Ghana is set to miss a number of economic targets as the Finance Minister, Ken Ofori-Atta, presents the 2022 Budget tomorrow, with investors calling for reassurance of debt sustainability.
According to Bloomberg, the country will miss its fiscal deficit target of about 9.4% in 2021, due to revenue underperformance, whilst a 4-year high tax ratio target due to the impact of Covid-19 pandemic will also be missed.
The investors hope the financial plan for next year will show credible strategy to reduce the fiscal deficit, wasteful expenditure and debt.
Bloomberg again said investors are concerned about the country’s ability to service its loans as there is increasing cost of the country’s dollar bond. This is because the country’s debt has reached distressed levels. Presently, the country’s debt-to-Gross Domestic Product ratio is about 76%
Some of the international economists and institutions have called for a budget that will set out how the government plans to boost economic growth, whereas the fiscal economy is brought to stability.
“Rarely do countries sustain such high interest burdens for any length of time without a crisis, an International Monetary Fund rescue, or default/restructuring,” Stuart Culverhouse, head of sovereign and fixed income research at Tellimer Research told Bloomberg.
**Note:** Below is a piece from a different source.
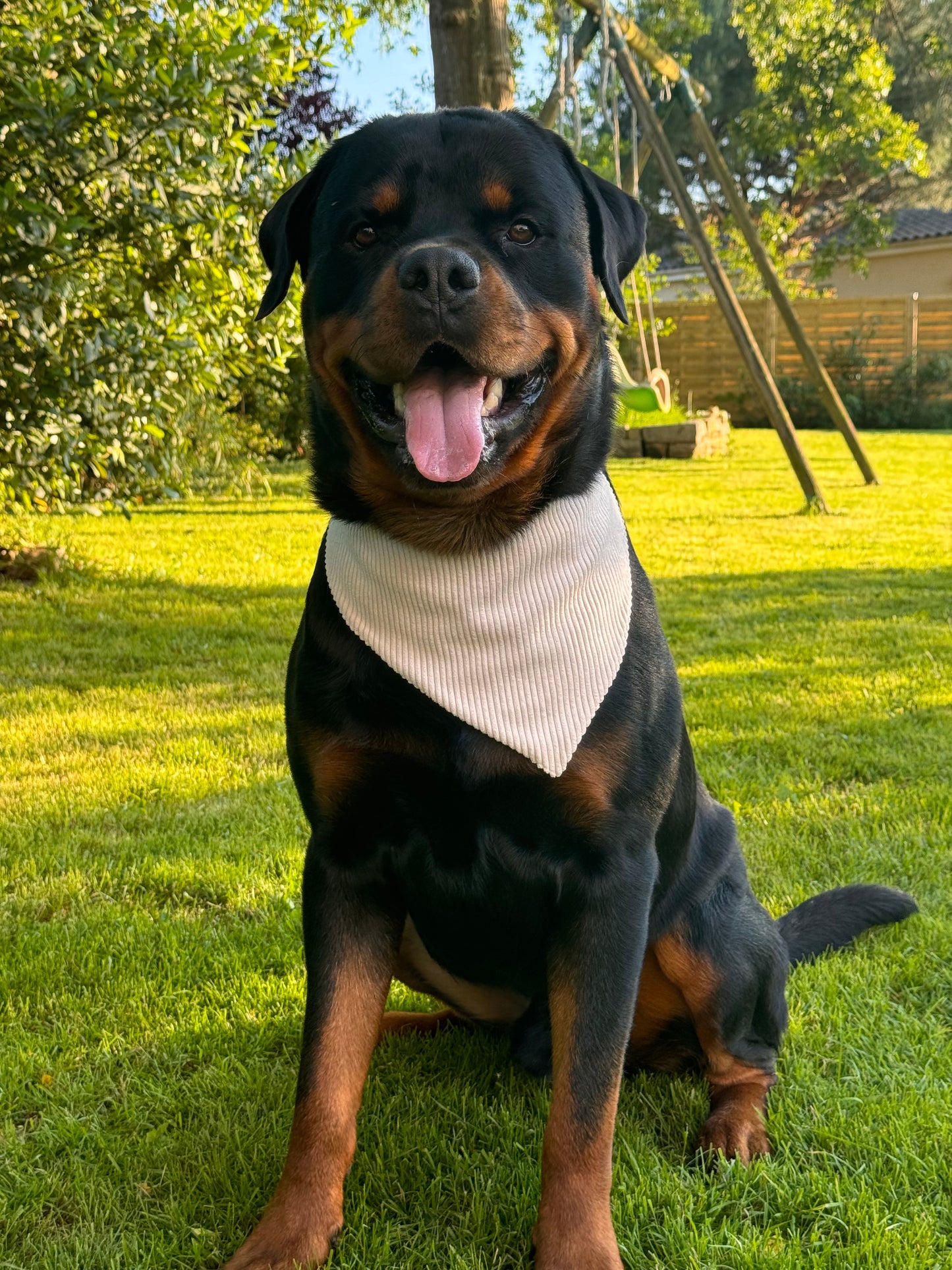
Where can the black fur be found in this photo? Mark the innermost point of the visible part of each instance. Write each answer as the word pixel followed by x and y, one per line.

“Without any material expenditure compressions, our forecasts show the budget deficit improving only moderately to -11%, -9.4% and -7.7% in 2022, 2023 and 2024, respectively,” Deutsche Bank Economist Danelee Masia also told Bloomberg.
However, the Finance Minister, is expected to allay the fears of investor about t the nation’s debt sustainability and sluggish economic growth in his budget speech tomorrow, 17th November, 2021.
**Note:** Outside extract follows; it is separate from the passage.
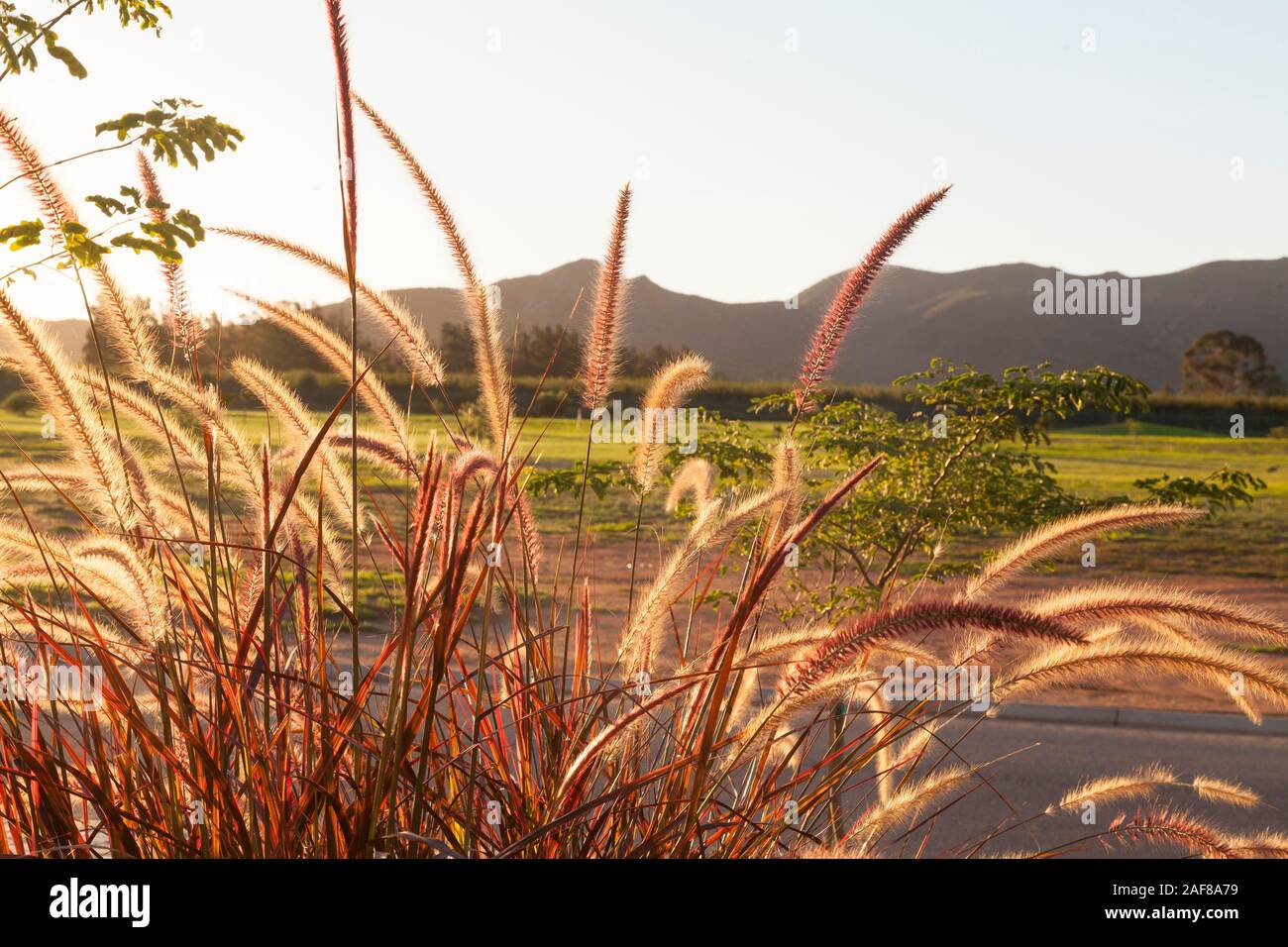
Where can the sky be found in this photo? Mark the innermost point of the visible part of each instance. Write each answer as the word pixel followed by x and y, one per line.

Fitch Ratings had already projected that the country’s interest expense will increase to almost 47% of revenue next year, a situation many will described as worrying.
KPMG wants more from government to reduce debt
Accounting and auditing firm, KPMG, has already charged government to achieve a balance between reducing debt against stimulating the economy.
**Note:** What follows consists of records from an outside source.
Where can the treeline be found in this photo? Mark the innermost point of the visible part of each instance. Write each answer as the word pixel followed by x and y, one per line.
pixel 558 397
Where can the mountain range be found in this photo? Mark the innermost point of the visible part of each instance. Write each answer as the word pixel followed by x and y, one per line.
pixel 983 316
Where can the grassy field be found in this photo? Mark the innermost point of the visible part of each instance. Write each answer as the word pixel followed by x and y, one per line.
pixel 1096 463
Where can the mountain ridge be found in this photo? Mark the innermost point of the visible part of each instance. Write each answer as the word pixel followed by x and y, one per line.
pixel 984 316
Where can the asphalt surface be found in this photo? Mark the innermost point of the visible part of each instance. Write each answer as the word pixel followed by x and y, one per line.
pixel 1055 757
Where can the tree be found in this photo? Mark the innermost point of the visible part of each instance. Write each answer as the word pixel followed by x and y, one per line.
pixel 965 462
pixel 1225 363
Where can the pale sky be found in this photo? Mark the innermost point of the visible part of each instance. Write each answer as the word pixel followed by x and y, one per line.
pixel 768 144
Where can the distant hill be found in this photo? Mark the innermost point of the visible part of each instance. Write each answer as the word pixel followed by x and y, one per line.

Answering a question from Joy Business on how the country can achieve a balance between reducing debt against stimulating the economy, Head of Advisory and Markets, Andy Akoto called for the channeling of borrowed funds into productive sectors of the economy, whilst streamlining revenue mobilization to shore up income.
ISSER charges government to implement measures to rake in revenue
The Institute of Statistical, Social and Economic Research also called on government to be bold and implement measures to rake in more revenue, going forward.
“We expect the revenue numbers being better than we’re seeing now. With the talk of the digitisation, we want to see more revenue being generated, we want to see higher forecast revenue mobilisation and also prudent management of resources. If that is done, certainly we will be relying less on borrowing”, Director of ISSER, Professor Peter Quartey said.
“So we want to see conscious efforts to reduce our debt, our high debt-to-GDP ratio to the medium term. At least by 2024, we should be back to sustainable levels”, he added.